A gaffe is a truth spoken by a politician in an unguarded moment. So, when conservative Australian Prime Minister Scott Morrison said something about China that was obvious to everyone, he was rounded on by rivals and critics alike.
“You don’t have to pick sides,” he said on the campaign trail for an election that he unexpectedly won. “You stand by your friends and you stand by your customers as well.”
The references are self-evident: the United States is Australia’s friend but China is its most important customer.
Australian Labor Party leader Bill Shorten, who was subsequently defeated, countered: “I see a much more sophisticated relationship than viewing China as some sort of customer going through the Australian Mc-drive-through and saying, ‘What can we get from you?’” Shorten’s remark typifies the pseudo-sophistication and hypocrisy of Western politicians and pundits from countries allied to the US: they are afraid not to toss Washington’s anti-China line yet while they are desperate for Chinese business.
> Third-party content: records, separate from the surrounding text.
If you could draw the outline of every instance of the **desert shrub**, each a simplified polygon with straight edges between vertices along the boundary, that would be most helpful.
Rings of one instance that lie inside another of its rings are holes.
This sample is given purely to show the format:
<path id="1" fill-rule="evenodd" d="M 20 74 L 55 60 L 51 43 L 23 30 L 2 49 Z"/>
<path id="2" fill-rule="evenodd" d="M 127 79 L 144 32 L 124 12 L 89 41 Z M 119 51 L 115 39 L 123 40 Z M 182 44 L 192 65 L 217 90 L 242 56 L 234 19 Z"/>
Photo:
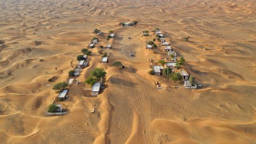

So they agonise over how to characterise China, whether as a business partner or rival.
Here’s a particularly anguished editorial from Canada’s national newspaper, The Globe and Mail: “That lack of Chinese political liberalisation is at the root of what is fast turning into a new cold war,” it said.
Really? Isn’t this about trade, not regime change? Canadian farmers may think it absurd to sell their produce only to bona fide democracies.